WORKPLACE AND FACILITIES

NEWS

New HSE guidance for high-rise residential buildings

13 Jul 2022

The HSE has produced guidance regarding safety cases and safety case reports for high-rise residential buildings. Whilst fires and serious structural incidents in high-rise residential buildings are rare, when they happen, the consequences for people in or around the building can be catastrophic. A single incident can affect many people and their homes.

The government’s recent building safety reforms propose a proportionate and systematic regulatory framework, the aim being to prevent and reduce the severity of a serious fire or structural failure. It includes more stringent requirements for high-rise buildings.

Safety case
The safety case is all the information you use to manage:

  • The risk of fire spread; and
  • The structural safety of your building.

Some of this information will show how you are:

  • Preventing fire spread and structural failure in your building; and
  • Limiting their consequences.

Safety case report
The safety case report is a document that summarises your safety case. It identifies your building's major fire and structural hazards and it shows how you are managing the risks as far as you can.

The report should give the reader confidence that you:

  • Have identified your building's major fire and structural risks; and
  • Are managing and controlling them.

The Building Safety Act introduces a set of new roles and responsibilities for people who manage occupied, high-rise residential buildings. Although the Act has become law, the duties it describes for existing occupied high-rise residential buildings have not come into force yet. Registration of existing buildings is expected to begin in April 2023, with the Building Assessment Certificate process expected to begin in April 2024. You can read more about transitional arrangements in this HSE factsheet.

If you manage a high-rise residential building, you’ll need to take all reasonable steps to:

  • Prevent any building safety incidents; and
  • Reduce the severity of an incident, should one occur.

The Act defines a building safety risk as the spread of fire, or structural failure.
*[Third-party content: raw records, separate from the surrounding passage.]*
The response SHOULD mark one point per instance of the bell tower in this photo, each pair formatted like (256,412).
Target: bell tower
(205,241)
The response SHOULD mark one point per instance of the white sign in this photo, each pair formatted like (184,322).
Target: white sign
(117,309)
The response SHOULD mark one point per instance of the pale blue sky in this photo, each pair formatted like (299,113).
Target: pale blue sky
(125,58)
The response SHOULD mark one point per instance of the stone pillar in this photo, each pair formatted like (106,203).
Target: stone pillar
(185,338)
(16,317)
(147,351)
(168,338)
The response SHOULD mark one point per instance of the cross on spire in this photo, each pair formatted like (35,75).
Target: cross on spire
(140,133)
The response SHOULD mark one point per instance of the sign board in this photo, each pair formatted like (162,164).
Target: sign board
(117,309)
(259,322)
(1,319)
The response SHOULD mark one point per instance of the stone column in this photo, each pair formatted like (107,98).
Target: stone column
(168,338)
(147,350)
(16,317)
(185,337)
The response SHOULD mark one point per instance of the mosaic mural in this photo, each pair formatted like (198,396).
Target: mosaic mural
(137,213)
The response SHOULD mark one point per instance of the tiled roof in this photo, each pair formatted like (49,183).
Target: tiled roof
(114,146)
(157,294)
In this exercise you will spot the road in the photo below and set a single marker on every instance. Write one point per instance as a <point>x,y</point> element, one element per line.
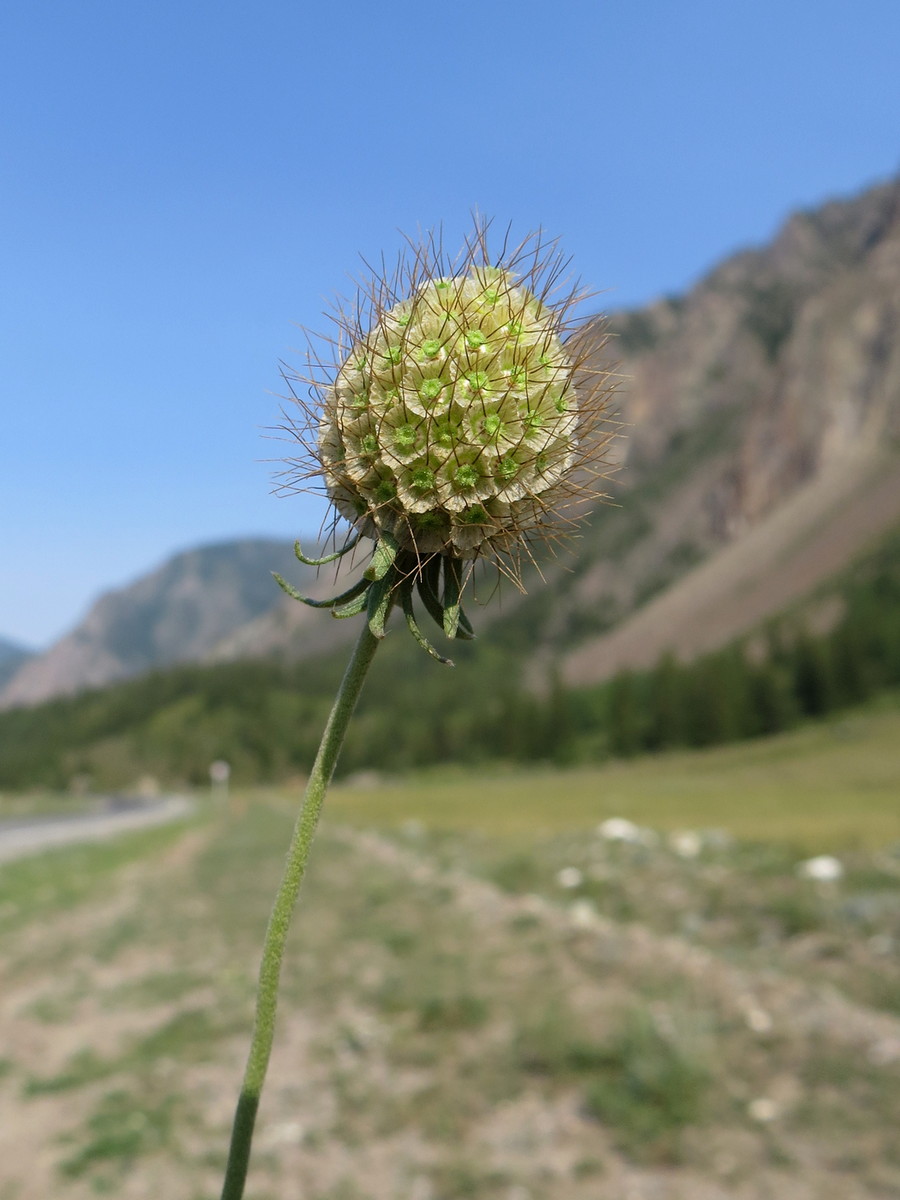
<point>31,835</point>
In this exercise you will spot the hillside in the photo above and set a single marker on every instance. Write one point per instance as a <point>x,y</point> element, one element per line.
<point>175,613</point>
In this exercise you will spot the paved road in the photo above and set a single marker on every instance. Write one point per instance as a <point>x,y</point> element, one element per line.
<point>29,837</point>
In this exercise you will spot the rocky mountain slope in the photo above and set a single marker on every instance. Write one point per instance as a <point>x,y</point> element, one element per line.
<point>761,413</point>
<point>12,655</point>
<point>175,613</point>
<point>765,417</point>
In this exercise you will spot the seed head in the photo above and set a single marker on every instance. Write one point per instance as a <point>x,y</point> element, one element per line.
<point>457,417</point>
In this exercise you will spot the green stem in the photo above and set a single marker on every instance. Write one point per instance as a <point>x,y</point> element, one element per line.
<point>280,922</point>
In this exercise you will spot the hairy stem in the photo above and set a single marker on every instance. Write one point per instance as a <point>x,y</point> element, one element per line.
<point>280,922</point>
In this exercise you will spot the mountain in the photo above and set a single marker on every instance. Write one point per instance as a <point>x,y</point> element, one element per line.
<point>761,417</point>
<point>12,655</point>
<point>761,414</point>
<point>177,613</point>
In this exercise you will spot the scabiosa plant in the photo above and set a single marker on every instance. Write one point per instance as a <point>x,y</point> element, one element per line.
<point>456,419</point>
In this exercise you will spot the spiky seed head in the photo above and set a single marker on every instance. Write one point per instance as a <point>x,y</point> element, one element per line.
<point>459,417</point>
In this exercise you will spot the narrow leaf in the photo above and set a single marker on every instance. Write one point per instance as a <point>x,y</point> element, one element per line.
<point>321,604</point>
<point>406,597</point>
<point>328,558</point>
<point>383,558</point>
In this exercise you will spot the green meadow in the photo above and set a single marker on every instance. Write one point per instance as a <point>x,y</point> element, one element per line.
<point>825,786</point>
<point>483,996</point>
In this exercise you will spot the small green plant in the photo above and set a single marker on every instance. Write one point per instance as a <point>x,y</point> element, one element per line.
<point>647,1089</point>
<point>456,426</point>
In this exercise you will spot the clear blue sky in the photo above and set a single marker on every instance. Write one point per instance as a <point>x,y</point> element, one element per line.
<point>184,181</point>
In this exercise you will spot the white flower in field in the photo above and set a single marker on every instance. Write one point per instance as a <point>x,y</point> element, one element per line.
<point>757,1020</point>
<point>619,829</point>
<point>763,1109</point>
<point>570,877</point>
<point>885,1053</point>
<point>823,869</point>
<point>583,913</point>
<point>687,844</point>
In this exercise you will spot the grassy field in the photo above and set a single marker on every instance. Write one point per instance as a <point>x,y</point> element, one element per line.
<point>485,996</point>
<point>828,785</point>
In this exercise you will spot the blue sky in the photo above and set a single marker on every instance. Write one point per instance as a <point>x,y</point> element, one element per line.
<point>184,183</point>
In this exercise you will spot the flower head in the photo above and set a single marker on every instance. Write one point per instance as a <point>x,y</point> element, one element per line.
<point>457,419</point>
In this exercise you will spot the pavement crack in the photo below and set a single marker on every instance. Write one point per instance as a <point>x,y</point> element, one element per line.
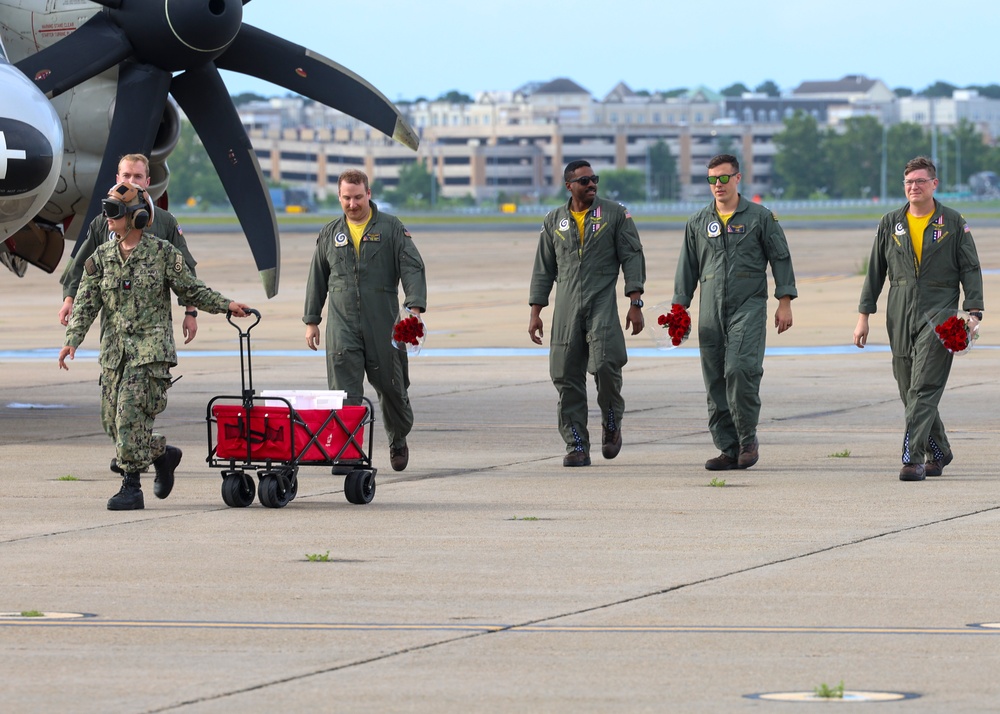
<point>493,630</point>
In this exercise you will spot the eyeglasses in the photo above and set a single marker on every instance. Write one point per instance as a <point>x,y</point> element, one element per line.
<point>113,209</point>
<point>720,179</point>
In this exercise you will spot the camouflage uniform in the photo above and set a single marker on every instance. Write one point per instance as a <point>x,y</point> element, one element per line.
<point>164,227</point>
<point>362,293</point>
<point>137,346</point>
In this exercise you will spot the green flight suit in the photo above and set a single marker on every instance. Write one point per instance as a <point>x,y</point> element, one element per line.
<point>730,264</point>
<point>586,335</point>
<point>363,296</point>
<point>137,344</point>
<point>919,295</point>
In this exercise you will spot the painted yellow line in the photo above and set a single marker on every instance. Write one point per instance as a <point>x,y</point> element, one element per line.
<point>979,629</point>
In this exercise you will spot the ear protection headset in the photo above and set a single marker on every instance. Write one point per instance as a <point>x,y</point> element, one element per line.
<point>126,199</point>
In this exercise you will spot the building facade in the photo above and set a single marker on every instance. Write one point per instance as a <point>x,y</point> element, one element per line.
<point>515,144</point>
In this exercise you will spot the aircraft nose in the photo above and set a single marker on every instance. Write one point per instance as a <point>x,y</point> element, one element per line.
<point>25,157</point>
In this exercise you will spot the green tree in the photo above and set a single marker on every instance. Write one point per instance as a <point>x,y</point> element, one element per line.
<point>455,97</point>
<point>623,185</point>
<point>939,89</point>
<point>735,90</point>
<point>800,164</point>
<point>855,158</point>
<point>769,88</point>
<point>662,173</point>
<point>192,174</point>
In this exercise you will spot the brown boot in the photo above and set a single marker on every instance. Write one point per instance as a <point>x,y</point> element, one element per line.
<point>399,457</point>
<point>722,462</point>
<point>749,455</point>
<point>576,458</point>
<point>611,444</point>
<point>936,466</point>
<point>912,472</point>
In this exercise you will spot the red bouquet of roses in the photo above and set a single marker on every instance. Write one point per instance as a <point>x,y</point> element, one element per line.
<point>408,332</point>
<point>956,332</point>
<point>677,323</point>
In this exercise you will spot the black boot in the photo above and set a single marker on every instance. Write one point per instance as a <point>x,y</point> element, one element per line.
<point>165,465</point>
<point>129,498</point>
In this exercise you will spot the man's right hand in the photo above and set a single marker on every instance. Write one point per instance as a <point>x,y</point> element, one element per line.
<point>65,310</point>
<point>861,331</point>
<point>312,337</point>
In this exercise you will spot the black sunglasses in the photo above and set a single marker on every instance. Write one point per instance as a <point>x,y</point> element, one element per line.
<point>724,178</point>
<point>113,209</point>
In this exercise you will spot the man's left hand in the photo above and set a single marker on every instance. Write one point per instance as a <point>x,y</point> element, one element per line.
<point>783,315</point>
<point>634,319</point>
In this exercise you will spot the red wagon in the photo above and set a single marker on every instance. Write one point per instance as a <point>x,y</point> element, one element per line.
<point>267,434</point>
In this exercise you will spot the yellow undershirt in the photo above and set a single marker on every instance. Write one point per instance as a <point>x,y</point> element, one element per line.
<point>357,231</point>
<point>580,217</point>
<point>917,227</point>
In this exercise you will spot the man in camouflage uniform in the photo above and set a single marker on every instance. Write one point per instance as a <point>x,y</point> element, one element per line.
<point>130,278</point>
<point>727,248</point>
<point>360,260</point>
<point>583,246</point>
<point>132,168</point>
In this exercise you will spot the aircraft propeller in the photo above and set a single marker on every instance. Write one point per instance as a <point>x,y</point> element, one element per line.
<point>149,42</point>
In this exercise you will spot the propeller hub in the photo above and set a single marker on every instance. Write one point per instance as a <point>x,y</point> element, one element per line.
<point>177,35</point>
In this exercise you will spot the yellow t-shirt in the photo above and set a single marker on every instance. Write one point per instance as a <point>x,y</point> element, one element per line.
<point>357,231</point>
<point>917,227</point>
<point>580,217</point>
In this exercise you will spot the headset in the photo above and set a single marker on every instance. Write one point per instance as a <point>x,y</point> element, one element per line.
<point>126,199</point>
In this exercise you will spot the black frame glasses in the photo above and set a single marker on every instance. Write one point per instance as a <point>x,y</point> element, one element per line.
<point>723,179</point>
<point>113,209</point>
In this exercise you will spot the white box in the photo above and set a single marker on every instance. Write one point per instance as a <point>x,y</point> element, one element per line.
<point>306,398</point>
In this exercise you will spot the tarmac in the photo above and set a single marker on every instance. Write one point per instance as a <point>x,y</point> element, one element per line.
<point>486,577</point>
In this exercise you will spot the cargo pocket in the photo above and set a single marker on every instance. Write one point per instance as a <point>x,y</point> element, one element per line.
<point>156,395</point>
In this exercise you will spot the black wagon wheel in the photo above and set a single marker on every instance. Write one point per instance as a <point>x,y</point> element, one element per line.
<point>270,492</point>
<point>292,477</point>
<point>359,486</point>
<point>237,490</point>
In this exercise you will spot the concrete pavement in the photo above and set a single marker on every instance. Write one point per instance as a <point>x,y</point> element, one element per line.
<point>487,577</point>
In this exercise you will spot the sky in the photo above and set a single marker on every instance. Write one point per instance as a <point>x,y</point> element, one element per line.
<point>415,49</point>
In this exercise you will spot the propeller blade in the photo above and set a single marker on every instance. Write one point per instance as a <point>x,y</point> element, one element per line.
<point>276,60</point>
<point>141,97</point>
<point>205,100</point>
<point>97,45</point>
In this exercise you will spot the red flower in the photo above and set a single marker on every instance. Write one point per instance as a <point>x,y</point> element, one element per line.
<point>408,331</point>
<point>954,334</point>
<point>677,322</point>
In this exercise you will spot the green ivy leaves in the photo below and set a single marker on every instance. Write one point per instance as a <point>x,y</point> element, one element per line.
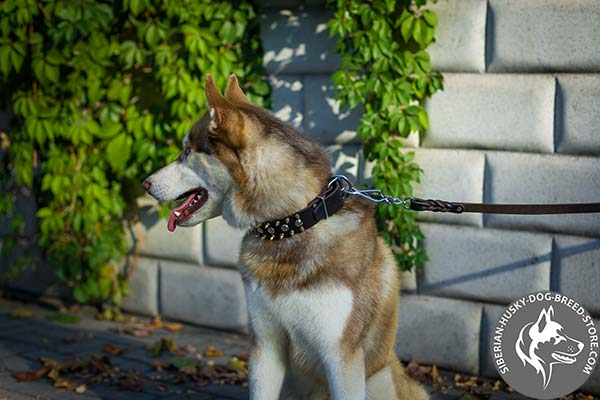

The spread of fire includes the spread of all forms of combustion, for example smoke, fumes, and heat.

In the Act, those responsible for occupied, high-rise residential buildings will be required to:

  • Register their building with the Building Safety Regulator (BSR);
  • Perform a building safety risk assessment;
  • Introduce measures to manage building safety risks; and
  • Prepare a safety case report for their building to give to BSR on request.

The BSR will publish case studies and examples of proportionate responses to common situations as it develops the new regime and has produced guidance to help people prepare.